Pengadilan tinggi India sedang mendengarkan sejumlah petisi yang menantang undang-undang berusia puluhan tahun yang mempertahankan karakter dan identitas tempat-tempat keagamaan seperti yang ada pada saat negara itu merdeka pada tahun 1947.
Undang-undang tersebut, yang diperkenalkan pada tahun 1991, melarang pengubahan atau perubahan karakter tempat ibadah mana pun dan mencegah pengadilan untuk melakukan perselisihan mengenai statusnya, kecuali Babri Masjid caseyang secara eksplisit dikecualikan.
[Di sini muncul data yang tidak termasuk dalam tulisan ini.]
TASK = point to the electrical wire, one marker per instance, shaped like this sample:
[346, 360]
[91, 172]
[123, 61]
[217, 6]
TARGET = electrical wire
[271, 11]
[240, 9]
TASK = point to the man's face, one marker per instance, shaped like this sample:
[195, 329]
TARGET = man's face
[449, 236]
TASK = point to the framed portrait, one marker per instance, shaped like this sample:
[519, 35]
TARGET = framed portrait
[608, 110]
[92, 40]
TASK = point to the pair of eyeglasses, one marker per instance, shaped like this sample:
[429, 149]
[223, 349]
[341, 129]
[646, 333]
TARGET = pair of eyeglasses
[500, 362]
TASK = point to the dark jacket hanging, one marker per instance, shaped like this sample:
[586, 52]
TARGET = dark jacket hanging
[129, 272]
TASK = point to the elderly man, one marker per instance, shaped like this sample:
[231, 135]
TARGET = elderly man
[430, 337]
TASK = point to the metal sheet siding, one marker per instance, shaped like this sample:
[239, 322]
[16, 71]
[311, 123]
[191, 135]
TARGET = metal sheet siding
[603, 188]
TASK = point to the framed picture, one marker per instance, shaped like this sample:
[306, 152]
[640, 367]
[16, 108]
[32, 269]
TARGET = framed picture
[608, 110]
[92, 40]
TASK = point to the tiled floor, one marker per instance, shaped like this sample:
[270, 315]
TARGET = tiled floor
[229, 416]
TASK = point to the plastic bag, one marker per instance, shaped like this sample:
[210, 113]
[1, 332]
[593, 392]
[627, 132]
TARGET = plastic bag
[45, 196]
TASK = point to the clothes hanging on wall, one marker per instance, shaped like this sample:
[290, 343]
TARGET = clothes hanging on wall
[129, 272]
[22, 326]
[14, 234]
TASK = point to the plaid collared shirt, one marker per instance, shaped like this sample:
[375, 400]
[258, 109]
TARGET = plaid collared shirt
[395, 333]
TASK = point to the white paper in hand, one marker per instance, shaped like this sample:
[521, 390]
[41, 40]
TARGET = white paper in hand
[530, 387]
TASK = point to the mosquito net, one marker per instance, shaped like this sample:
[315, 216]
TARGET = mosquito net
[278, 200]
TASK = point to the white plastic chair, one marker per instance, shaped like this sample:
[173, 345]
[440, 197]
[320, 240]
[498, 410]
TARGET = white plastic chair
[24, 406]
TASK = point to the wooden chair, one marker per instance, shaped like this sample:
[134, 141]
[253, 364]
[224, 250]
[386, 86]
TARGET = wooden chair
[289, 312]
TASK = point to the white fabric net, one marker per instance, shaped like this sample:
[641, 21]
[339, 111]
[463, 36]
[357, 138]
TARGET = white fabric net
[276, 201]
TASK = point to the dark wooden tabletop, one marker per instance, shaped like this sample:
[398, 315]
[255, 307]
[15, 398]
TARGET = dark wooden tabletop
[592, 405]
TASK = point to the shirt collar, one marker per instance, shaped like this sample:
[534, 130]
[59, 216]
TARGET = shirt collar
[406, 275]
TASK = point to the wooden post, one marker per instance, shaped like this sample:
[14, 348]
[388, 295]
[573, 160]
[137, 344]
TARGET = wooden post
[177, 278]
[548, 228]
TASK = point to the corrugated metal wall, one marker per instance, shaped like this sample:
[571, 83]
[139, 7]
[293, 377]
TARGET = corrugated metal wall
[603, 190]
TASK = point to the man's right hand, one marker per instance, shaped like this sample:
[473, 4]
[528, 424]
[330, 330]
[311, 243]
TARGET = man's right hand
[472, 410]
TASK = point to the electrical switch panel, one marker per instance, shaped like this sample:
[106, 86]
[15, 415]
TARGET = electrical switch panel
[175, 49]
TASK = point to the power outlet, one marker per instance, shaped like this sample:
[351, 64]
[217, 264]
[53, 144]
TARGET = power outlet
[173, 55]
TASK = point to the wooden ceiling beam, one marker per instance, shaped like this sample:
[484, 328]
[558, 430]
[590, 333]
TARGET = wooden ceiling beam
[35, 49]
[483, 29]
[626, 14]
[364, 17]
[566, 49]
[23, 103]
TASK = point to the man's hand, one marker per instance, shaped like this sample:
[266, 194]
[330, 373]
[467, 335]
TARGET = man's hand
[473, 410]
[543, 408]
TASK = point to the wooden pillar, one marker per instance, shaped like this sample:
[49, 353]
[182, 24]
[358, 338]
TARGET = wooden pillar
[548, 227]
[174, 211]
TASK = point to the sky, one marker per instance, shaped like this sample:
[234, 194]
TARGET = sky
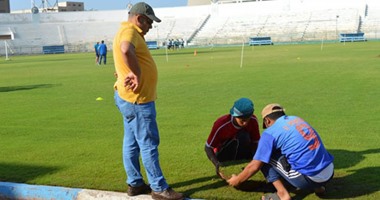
[99, 4]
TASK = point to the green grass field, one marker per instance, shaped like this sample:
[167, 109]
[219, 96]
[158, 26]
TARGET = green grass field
[54, 132]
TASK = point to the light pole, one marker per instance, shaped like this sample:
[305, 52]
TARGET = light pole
[336, 27]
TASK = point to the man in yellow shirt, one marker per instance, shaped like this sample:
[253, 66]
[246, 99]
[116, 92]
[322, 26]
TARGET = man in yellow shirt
[135, 95]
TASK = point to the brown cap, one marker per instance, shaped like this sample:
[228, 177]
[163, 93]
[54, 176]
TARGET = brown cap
[144, 9]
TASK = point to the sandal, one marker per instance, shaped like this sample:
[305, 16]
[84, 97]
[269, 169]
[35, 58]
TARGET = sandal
[271, 196]
[322, 192]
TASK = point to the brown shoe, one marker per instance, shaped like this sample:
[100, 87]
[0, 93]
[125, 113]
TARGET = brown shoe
[168, 194]
[143, 189]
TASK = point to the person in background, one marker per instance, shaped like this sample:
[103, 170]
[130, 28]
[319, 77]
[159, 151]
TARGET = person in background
[233, 136]
[103, 53]
[96, 47]
[135, 95]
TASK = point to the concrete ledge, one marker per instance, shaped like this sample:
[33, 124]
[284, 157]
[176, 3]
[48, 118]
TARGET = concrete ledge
[97, 194]
[20, 191]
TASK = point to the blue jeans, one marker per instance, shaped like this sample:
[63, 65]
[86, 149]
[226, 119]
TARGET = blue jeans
[141, 136]
[276, 169]
[101, 58]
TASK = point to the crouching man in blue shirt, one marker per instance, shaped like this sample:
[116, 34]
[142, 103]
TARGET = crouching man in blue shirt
[291, 149]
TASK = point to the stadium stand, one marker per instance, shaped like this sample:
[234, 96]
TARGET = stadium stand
[53, 49]
[253, 41]
[224, 23]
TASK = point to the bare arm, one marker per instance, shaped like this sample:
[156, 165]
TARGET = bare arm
[130, 58]
[252, 168]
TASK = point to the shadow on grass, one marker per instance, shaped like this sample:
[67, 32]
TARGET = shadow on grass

Masjid Babri, sebuah masjid abad ke-16, menjadi pusat perselisihan yang sudah berlangsung lama, yang berpuncak pada pembongkarannya oleh massa Hindu pada tahun 1992. Putusan pengadilan pada tahun 2019 menganugerahkan situs tersebut kepada umat Hindu untuk pembangunan kuil, yang memicu kembali perdebatan mengenai perbedaan agama dan sekuler di India.
Petisi yang ada saat ini, termasuk petisi yang diajukan oleh anggota Partai Bharatiya Janata (BJP) pimpinan Perdana Menteri Narendra Modi, menyatakan bahwa undang-undang tahun 1991 melanggar kebebasan beragama dan sekularisme konstitusional.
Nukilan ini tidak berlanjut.